In a recent study, a blended burger patty consisting of 67% beef and 33% Canadian lentils was compared to an all-beef patty for both nutritional profile and environmental footprint. The blended burger was improved in both measures as well as in cost.
Functional Considerations
Pulses have been demonstrated to be effective in different meat products such as meat alternatives, burger patties, meat balls, low-fat bologna and sausages. The functionality of pulse ingredients can improve meat products in a variety of ways:
Binders
Due to their water and oil-binding capacities, pulse ingredients can reduce cooking losses in meat products. Pulses act as binders to help retain juiciness in the final product by lowering the amount of water and fat that is expelled during cooking. This water retention property also has benefits during the freeze/thaw cycle of frozen meat products. When used as binders, pulses maintain the taste and the colour integrity of the final product.
Coatings
Pulse ingredients are a more nutritionally-dense and clean label alternative to traditional coating and batter ingredients such as modified corn starch. In addition, they may provide some important functional advantages to fried meat products. Research conducted at the Manitoba Food & Product Development Centre showed a pea-based coating prolonged crispness and textural integrity of chicken nuggets stored under a heat lamp.
Extenders
Extenders replace a portion of meat in the finished product, resulting in cost savings. By using pulse ingredients, which are high in protein, this savings can be achieved without affecting the final protein content of the product. In addition, adding pulse ingredients can improve the sustainability profile.
Fat Reduction
Using pulse ingredients can help reduce the amount of fat needed in the meat product. In addition to improving the nutritional profile of the product, this can also assist with cost reduction as the majority of fat can be replaced by water.

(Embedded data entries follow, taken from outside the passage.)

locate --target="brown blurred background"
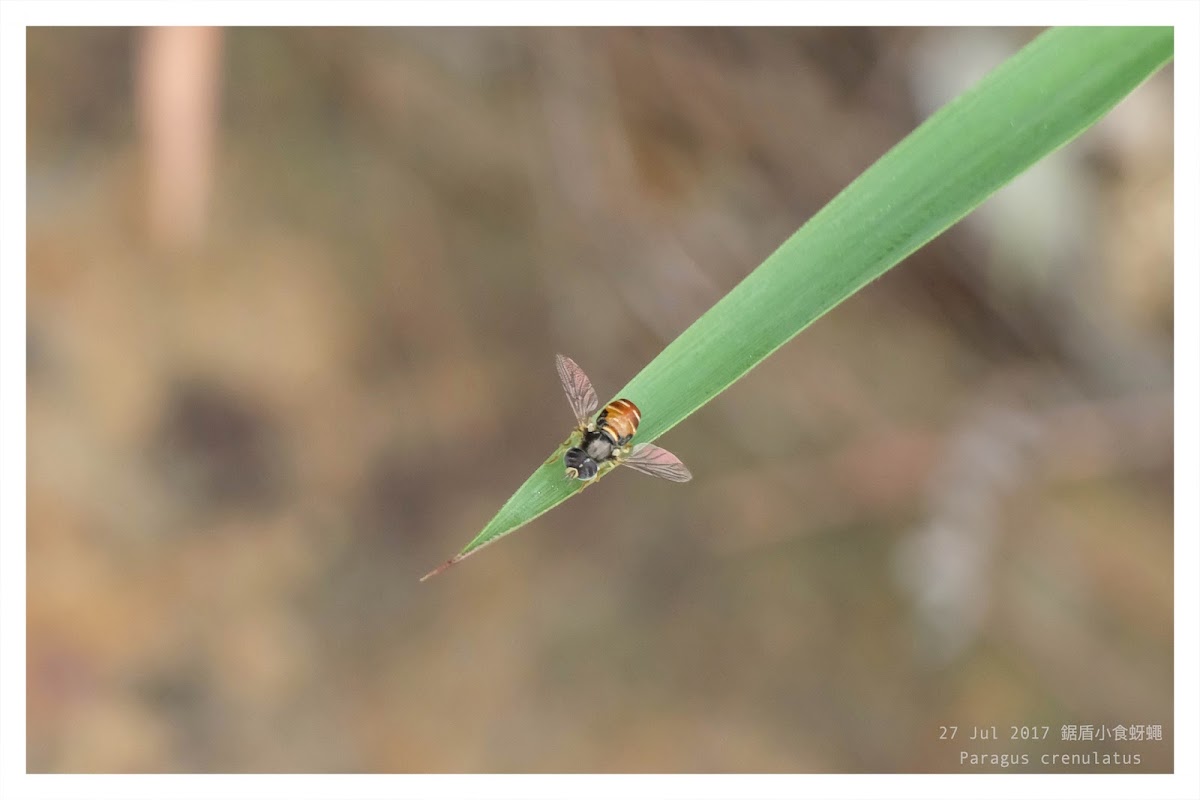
[28,29,1172,772]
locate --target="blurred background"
[28,29,1172,772]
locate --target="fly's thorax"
[583,431,614,463]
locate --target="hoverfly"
[557,355,691,482]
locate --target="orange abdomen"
[596,399,642,445]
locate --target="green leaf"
[422,28,1175,579]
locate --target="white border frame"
[0,0,1200,800]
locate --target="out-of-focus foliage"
[28,29,1172,771]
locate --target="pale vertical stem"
[136,28,221,247]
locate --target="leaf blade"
[434,28,1174,573]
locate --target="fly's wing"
[554,355,600,426]
[620,444,691,483]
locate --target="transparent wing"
[620,444,691,483]
[554,355,600,425]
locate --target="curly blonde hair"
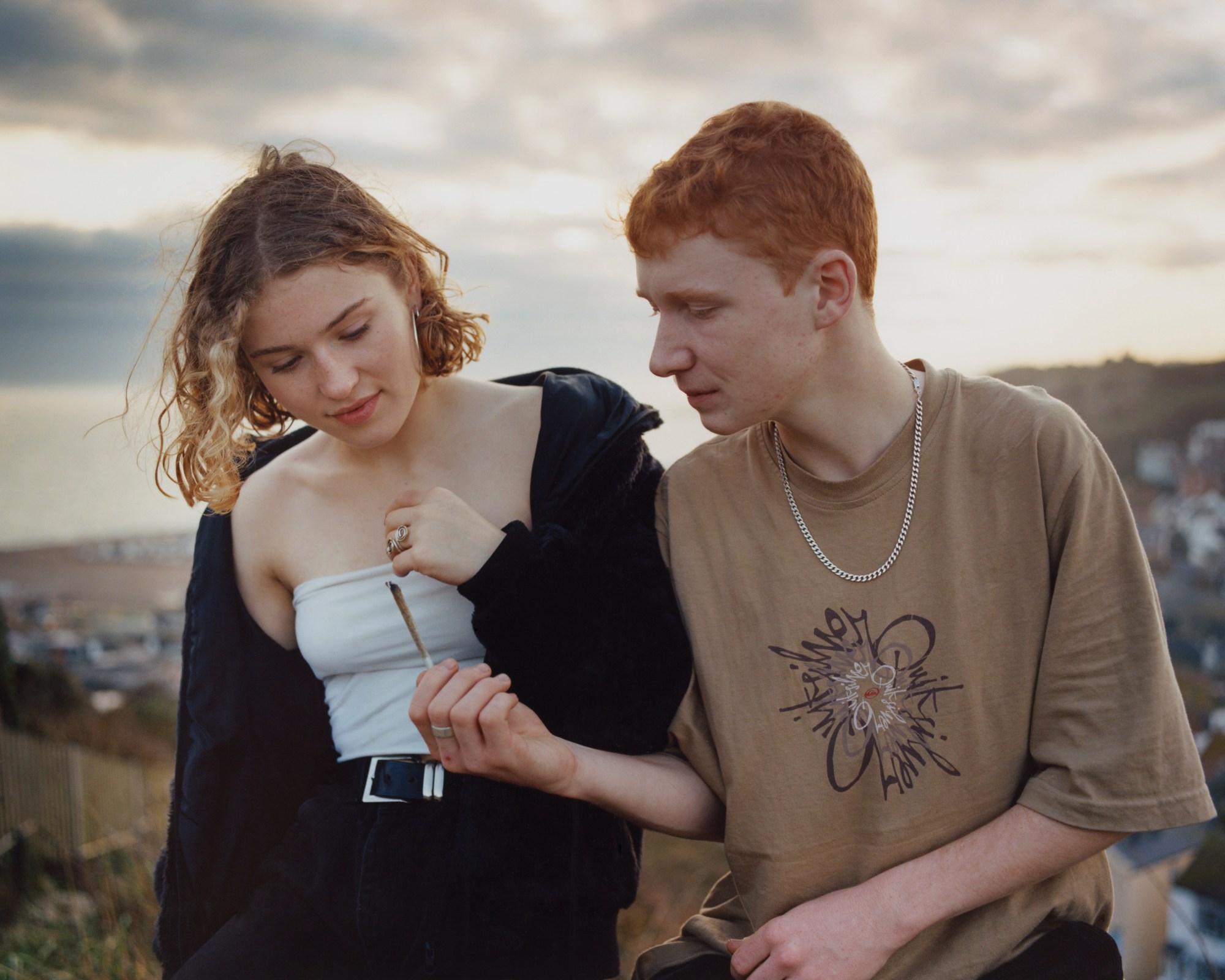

Pulse Ingredient Considerations
Pulse ingredients have favourable properties important to consider when formulating meat products such as water and oil holding capacity, protein and fibre content, and lipoxygenase activity. Studies have shown that dry heat treatment of lentil flours using micronization technology can deactivate enzymes responsible for oxidation (lipoxygenase, peroxidase and glutathione reductase). Consequently, including micronized lentil flours in meat burger formulations delayed oxidation and prolonged redness during refrigerated and frozen storage of raw burgers and reduced off-flavours in cooked burgers.